Pakayin, “İsrail iç ve dış krizlerle zayıflamış durumda. ABD’nin son barış girişimleri, Tel Aviv yönetimini kurtarmaya dönük” yorumunu yaptı. Pakayin, sözlerini şöyle sürdürdü:

“Netanyahu, kendi siyasi geleceği için savaşı genişletmeye çalışıyor. Bu nedenle ABD’yi de çatışmaya çekmek istiyor.”

"Avrupa Birliği'nin eli zayıf kaldı"

Avrupa Birliği’nin İran’la diyaloğu sürdürme çağrılarına da değinen Pakayin, AB Dış Politika Yüksek Temsilcisi Kaja Kallas’ın açıklamasının “sembolik bir girişim” olduğunu söyledi. Pakayin, “AB’de İngiltere, Fransa ve Almanya dışındaki ülkeler rahatsız. Üç ülke politikalarını tüm Birliğe dayatıyor” dedi.

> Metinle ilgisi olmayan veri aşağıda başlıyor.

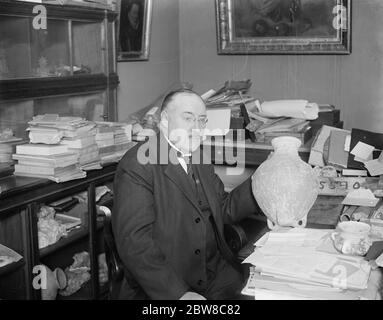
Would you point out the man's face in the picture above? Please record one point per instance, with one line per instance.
(186, 118)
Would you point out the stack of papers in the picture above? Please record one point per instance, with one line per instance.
(51, 128)
(49, 161)
(302, 264)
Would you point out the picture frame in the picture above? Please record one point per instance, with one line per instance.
(259, 27)
(133, 29)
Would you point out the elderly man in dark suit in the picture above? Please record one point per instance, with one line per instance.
(169, 213)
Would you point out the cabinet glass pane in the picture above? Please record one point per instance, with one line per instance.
(15, 55)
(15, 114)
(50, 50)
(111, 45)
(88, 49)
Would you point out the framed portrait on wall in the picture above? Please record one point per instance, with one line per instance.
(133, 29)
(283, 26)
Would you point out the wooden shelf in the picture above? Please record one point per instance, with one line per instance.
(85, 292)
(12, 267)
(73, 236)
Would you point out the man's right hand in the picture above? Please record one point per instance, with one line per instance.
(189, 295)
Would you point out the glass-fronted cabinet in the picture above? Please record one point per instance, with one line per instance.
(72, 54)
(58, 61)
(73, 41)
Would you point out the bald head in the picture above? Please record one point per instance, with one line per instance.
(173, 95)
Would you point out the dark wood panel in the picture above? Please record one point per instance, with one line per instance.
(19, 191)
(55, 86)
(12, 7)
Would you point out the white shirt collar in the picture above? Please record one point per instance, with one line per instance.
(173, 146)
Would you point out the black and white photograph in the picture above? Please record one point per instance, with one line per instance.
(134, 29)
(283, 26)
(191, 158)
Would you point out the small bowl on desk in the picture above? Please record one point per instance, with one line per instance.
(352, 238)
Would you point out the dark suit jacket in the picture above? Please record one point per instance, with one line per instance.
(155, 222)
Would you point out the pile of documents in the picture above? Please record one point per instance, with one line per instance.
(49, 161)
(302, 263)
(85, 147)
(113, 140)
(267, 129)
(357, 150)
(51, 128)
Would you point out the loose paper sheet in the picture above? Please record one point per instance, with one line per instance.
(219, 122)
(362, 151)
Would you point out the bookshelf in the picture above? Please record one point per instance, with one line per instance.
(18, 216)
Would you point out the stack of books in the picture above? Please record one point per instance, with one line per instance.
(113, 140)
(298, 128)
(299, 263)
(51, 128)
(86, 149)
(49, 161)
(105, 140)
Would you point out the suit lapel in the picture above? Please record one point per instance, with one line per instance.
(208, 189)
(177, 175)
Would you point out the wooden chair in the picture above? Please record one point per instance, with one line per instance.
(114, 263)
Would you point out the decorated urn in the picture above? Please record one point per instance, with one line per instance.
(284, 186)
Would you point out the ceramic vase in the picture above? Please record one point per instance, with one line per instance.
(284, 186)
(55, 280)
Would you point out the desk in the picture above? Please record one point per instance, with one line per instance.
(374, 290)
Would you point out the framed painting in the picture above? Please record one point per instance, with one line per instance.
(283, 26)
(133, 29)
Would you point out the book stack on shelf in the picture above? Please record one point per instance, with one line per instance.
(272, 128)
(8, 144)
(51, 128)
(113, 140)
(49, 161)
(86, 149)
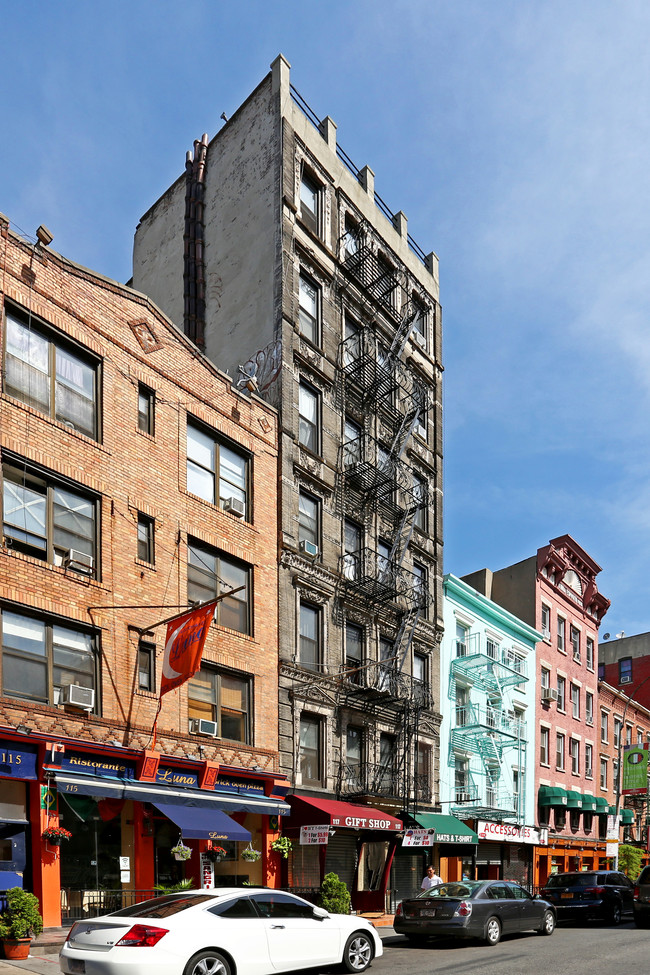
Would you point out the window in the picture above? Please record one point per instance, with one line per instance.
(575, 756)
(51, 375)
(574, 636)
(543, 746)
(49, 520)
(603, 773)
(146, 409)
(145, 538)
(625, 670)
(559, 752)
(212, 467)
(310, 757)
(209, 574)
(575, 701)
(309, 305)
(308, 418)
(354, 652)
(309, 519)
(223, 697)
(309, 654)
(146, 665)
(309, 200)
(420, 499)
(603, 726)
(41, 657)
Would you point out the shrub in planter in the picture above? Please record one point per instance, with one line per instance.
(334, 896)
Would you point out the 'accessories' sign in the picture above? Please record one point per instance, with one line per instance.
(510, 833)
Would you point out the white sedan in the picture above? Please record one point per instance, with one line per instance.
(227, 931)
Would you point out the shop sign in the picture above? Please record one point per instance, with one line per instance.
(511, 833)
(17, 763)
(419, 837)
(314, 835)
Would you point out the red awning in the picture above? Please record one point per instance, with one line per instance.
(308, 811)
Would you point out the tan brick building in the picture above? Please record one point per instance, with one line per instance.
(279, 257)
(135, 480)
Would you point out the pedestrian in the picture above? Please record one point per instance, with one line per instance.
(430, 879)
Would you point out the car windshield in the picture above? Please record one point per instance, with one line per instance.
(163, 906)
(460, 890)
(571, 880)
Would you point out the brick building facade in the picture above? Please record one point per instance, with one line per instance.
(135, 480)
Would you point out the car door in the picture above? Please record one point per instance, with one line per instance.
(505, 906)
(295, 938)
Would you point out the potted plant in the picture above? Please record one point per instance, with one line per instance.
(180, 851)
(20, 921)
(56, 834)
(251, 854)
(282, 845)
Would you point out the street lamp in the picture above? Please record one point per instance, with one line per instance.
(630, 698)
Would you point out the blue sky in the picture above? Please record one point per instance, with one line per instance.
(516, 138)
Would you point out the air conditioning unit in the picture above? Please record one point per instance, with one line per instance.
(309, 548)
(78, 561)
(235, 507)
(199, 726)
(78, 696)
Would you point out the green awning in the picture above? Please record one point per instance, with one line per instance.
(573, 799)
(447, 829)
(551, 795)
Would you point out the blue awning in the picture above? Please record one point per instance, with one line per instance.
(196, 823)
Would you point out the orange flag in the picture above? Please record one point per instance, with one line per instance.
(186, 636)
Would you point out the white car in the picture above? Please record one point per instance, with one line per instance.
(227, 931)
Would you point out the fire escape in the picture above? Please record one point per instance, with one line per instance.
(375, 484)
(489, 730)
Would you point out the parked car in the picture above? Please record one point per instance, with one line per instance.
(591, 894)
(483, 909)
(641, 901)
(219, 932)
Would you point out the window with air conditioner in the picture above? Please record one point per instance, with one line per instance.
(48, 517)
(48, 372)
(217, 471)
(41, 658)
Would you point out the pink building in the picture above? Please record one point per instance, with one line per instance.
(555, 591)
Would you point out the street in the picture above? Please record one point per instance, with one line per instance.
(572, 950)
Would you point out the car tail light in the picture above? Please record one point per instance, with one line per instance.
(464, 909)
(141, 936)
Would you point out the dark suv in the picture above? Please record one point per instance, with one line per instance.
(602, 894)
(641, 901)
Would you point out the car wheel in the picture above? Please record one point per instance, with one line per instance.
(493, 931)
(548, 923)
(358, 952)
(207, 962)
(615, 914)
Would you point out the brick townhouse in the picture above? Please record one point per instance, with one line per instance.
(135, 481)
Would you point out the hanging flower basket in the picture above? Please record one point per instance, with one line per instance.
(181, 852)
(282, 845)
(54, 835)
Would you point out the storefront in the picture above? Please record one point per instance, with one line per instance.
(355, 842)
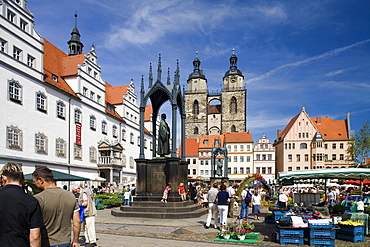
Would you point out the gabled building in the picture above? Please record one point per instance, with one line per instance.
(58, 111)
(313, 143)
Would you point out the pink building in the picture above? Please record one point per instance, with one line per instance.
(312, 143)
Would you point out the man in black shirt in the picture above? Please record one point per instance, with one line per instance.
(20, 213)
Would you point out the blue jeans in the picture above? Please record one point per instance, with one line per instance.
(62, 245)
(244, 210)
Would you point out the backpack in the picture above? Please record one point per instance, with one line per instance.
(248, 197)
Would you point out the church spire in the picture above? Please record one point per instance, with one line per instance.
(74, 44)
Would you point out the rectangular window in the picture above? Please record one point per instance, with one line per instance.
(77, 152)
(3, 45)
(17, 53)
(23, 25)
(290, 157)
(11, 16)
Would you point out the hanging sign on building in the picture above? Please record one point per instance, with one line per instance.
(78, 134)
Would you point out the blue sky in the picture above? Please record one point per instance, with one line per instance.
(293, 54)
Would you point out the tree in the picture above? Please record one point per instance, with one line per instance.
(359, 146)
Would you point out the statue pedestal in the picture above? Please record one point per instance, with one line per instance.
(153, 176)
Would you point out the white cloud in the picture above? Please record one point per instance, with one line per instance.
(337, 72)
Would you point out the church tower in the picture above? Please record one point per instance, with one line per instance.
(234, 99)
(196, 102)
(74, 44)
(205, 118)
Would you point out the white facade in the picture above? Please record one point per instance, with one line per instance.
(43, 125)
(264, 158)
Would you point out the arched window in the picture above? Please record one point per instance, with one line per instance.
(233, 105)
(196, 107)
(303, 145)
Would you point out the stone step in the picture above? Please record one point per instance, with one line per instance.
(161, 204)
(162, 209)
(160, 215)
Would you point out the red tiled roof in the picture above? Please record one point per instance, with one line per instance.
(114, 95)
(238, 137)
(331, 129)
(52, 66)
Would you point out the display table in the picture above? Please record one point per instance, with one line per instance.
(364, 218)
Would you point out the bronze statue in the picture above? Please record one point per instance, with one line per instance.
(163, 137)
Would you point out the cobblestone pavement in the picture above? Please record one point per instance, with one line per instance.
(128, 231)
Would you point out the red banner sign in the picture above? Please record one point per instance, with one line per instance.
(78, 134)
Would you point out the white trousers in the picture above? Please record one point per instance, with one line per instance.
(212, 212)
(90, 234)
(223, 209)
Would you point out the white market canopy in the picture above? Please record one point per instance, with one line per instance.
(336, 173)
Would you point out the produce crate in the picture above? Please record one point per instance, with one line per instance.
(324, 233)
(291, 233)
(291, 241)
(352, 238)
(352, 230)
(320, 225)
(321, 242)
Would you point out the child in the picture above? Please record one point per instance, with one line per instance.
(181, 190)
(165, 193)
(127, 197)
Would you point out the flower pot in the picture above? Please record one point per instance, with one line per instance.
(241, 237)
(226, 236)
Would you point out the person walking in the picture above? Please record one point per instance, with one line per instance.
(182, 193)
(20, 213)
(58, 208)
(127, 197)
(246, 200)
(223, 200)
(166, 192)
(231, 191)
(212, 207)
(256, 204)
(86, 201)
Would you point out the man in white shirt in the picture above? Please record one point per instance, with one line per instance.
(231, 192)
(212, 207)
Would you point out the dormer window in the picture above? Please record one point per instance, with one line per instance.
(54, 77)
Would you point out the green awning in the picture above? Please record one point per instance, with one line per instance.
(336, 173)
(61, 176)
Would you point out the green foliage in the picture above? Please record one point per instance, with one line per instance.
(359, 146)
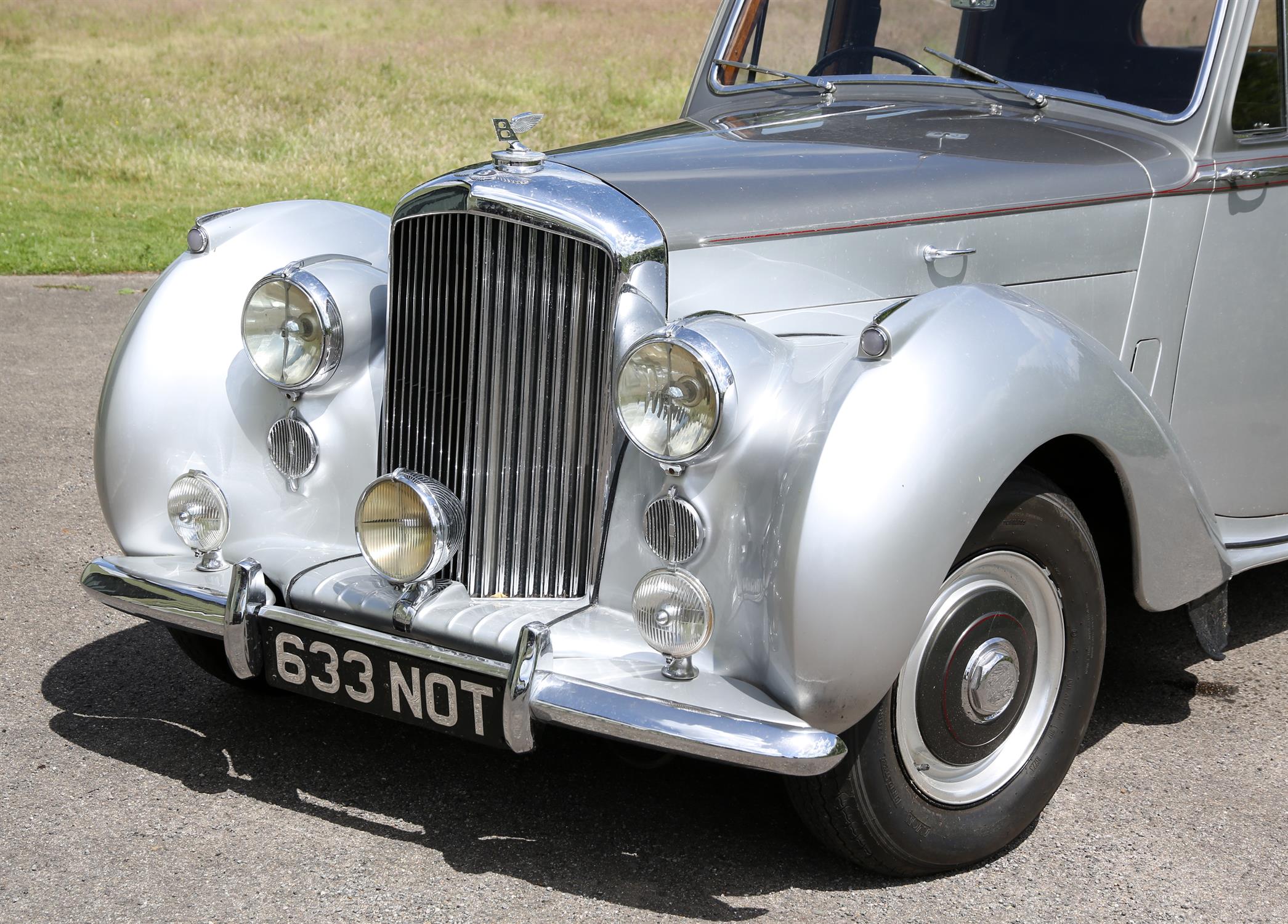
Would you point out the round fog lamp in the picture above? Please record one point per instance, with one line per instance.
(408, 526)
(673, 612)
(199, 513)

Pakayin’e göre Avrupa'nın İran’la yeniden müzakere çağrısı “gerçek diplomasi değil, siyasi vitrin çalışması” niteliği taşıyor. Pakayin, “Mekanizma artık tükendi, Avrupa’nın İran’la ilişkilerde yeni kartı kalmadı” diye ekledi.

"İran yönünü doğuya çevirmeli"

Muhsin Pakayin, İran diplomasisinin “ABD ve Avrupa ekseninden” çıkarak Asya, Afrika ve Latin Amerika ülkeleriyle ilişkileri güçlendirmesi gerektiğini vurguladı.

Pakayin, “Rusya, Çin, Irak gibi dost ülkelerle stratejik işbirliğimiz sürüyor; bu ilişkiler taktik değil, uzun vadeli” dedi.

Son olarak Pakayin, Cumhurbaşkanı Mesud Pizişkiyan'ın Birleşmiş Milletler Genel Kurulu’nda Suudi Arabistan-Pakistan anlaşmasını desteklemesinin “bölgesel güvenlik ilkesiyle uyumlu” olduğunu söyledi ve ekledi:

“İran, bölge güvenliğinin bölge ülkeleri tarafından sağlanmasını savunuyor. Bu ilke değişmedi.”

Uzman, “İran, bölge dışı aktörlerin müdahalesine karşıdır. Bu vizyon, hem Körfez hem Güney Asya hem de Kafkasya için geçerlidir” ifadelerini kullandı.